Come ogni tecnologia, l’Intelligenza Artificiale è uno specchio della realtà in cui ha preso vita e in quanto tale ne riflette i valori. È per questo motivo che il divario di genere, così radicato nella società odierna, è ora presente anche nell’AI, che a sua volta, essendo sempre più pervasiva, rischia di ampliare il fenomeno in maniera esponenziale.
La radice del problema va ricercata nelle modalità di addestramento dei sistemi di AI. Questi, infatti, vengono allenati utilizzando database spesso contenenti bias legati alla sottorappresentazione delle donne; così gli algoritmi che ne derivano ripropongono quegli stessi bias, fornendo suggerimenti che dal punto di vista del genere risultano distorti.
In questa prospettiva gioca un ruolo significativo il digital divide: le donne hanno meno probabilità di possedere un cellulare e di utilizzare internet mobile perché la loro possibilità di accedere alle tecnologie è ridotta rispetto a quella degli uomini. Questo comporta che siano più di 200 milioni di utenti donne in meno rispetto agli uomini che generano dati che poi verranno utilizzati dalla tecnologia, creando così set di informazioni incompleti e parziali, incapaci di rappresentare la realtà in modo adeguato. In questo processo la voce delle donne si perde perché gli algoritmi non sono in grado di riconoscere il genere femminile e le caratteristiche che lo differenziano da quello maschile.
A questo si somma il fatto che questi processi, nella maggior parte dei casi, sono presieduti unicamente da uomini: questo fa sì che molti pregiudizi di genere non siano notati e non vengano quindi corretti.
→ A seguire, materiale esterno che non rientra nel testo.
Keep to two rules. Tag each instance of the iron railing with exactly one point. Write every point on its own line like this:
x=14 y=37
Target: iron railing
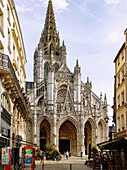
x=5 y=62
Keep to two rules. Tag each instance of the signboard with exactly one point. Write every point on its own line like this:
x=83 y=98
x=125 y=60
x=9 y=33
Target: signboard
x=6 y=156
x=28 y=155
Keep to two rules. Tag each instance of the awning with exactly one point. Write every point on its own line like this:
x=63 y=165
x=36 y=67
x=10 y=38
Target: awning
x=113 y=144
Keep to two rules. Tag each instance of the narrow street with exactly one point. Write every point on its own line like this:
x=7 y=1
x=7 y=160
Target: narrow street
x=73 y=163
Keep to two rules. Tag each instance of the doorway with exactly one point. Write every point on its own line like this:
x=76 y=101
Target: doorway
x=64 y=145
x=43 y=144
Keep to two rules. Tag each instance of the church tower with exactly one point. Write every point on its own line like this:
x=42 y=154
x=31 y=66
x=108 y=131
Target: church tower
x=49 y=44
x=65 y=112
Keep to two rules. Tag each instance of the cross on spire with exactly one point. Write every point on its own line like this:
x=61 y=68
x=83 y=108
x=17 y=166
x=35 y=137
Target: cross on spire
x=50 y=37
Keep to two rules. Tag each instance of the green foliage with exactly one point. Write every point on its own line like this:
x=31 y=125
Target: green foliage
x=50 y=153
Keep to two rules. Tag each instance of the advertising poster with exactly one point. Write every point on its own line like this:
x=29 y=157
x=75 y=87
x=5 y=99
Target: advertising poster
x=6 y=156
x=28 y=154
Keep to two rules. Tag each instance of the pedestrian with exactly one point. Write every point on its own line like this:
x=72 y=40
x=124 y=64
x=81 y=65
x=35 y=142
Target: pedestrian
x=67 y=153
x=70 y=154
x=42 y=156
x=57 y=157
x=81 y=155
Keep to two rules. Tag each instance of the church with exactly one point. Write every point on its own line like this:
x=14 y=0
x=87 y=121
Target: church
x=65 y=112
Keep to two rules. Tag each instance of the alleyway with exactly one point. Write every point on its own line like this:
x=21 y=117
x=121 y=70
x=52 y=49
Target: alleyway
x=76 y=162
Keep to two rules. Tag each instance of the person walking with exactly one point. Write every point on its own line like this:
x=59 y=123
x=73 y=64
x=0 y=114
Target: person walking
x=42 y=156
x=67 y=153
x=81 y=155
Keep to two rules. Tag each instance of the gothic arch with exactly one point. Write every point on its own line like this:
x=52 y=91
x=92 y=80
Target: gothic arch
x=46 y=123
x=29 y=130
x=56 y=66
x=6 y=102
x=68 y=132
x=101 y=130
x=40 y=100
x=89 y=133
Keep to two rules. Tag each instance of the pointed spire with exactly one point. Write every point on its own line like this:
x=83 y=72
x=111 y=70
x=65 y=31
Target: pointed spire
x=49 y=34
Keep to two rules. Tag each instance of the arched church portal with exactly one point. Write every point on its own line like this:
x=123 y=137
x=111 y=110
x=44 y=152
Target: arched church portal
x=44 y=134
x=88 y=137
x=68 y=138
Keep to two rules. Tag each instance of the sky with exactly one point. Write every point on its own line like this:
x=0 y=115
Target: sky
x=93 y=32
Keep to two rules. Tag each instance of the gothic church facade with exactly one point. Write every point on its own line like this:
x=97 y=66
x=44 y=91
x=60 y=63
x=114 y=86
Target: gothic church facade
x=65 y=112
La mancanza di una sensibilità specifica in questo senso, di uno sguardo critico che permetta di riconoscere e valutare le conseguenze di queste discriminazioni, rischia di penalizzare fortemente chiunque rientri in schemi di diversità rispetto ai modelli sociali di riferimento. Infatti, la sottorappresentazione non riguarda solo le donne, bensì molte categorie, quali le minoranze etniche, che finiscono per essere marginalizzate dalla tecnologia.
Un esempio indicativo del problema è quello del riconoscimento facciale: in media è affidabile per il 99% degli uomini, ma il livello scende al 35% quando si tratta di riconoscere donne di colore. Così alle distorsioni di genere si aggiungono anche quelle legate alla razza.
Cosa fare quindi per eliminare, o quantomeno ridurre, il problema delle discriminazioni di genere (o di altro tipo) nell’Intelligenza Artificiale? Il primo passo è quello di aumentare la diversità all’interno dei team che si occupano di progettare gli strumenti AI: coinvolgendo le donne, in particolare quelle appartenenti a minoranze, nei processi di disegno, sviluppo e test delle nuove tecnologie, si includeranno nuovi punti di vista in grado di rispondere alle esigenze di un pubblico più ampio.
Facendo un passo indietro, rimane fondamentale, per ridurre il gender gap, il contributo di tutti quegli attori sociali che hanno a che fare con l’istruzione e lo sviluppo delle persone, a partire dalla famiglia, per arrivare alla scuola e all’università. Genitori e insegnanti hanno il compito di fornire un’educazione che non riproduca pregiudizi di genere, ma che stimoli un’inversione di rotta. Solo in questo modo si renderà possibile un avvicinamento delle donne alle materie STEM e di conseguenza alle professioni in ambito tecnologico.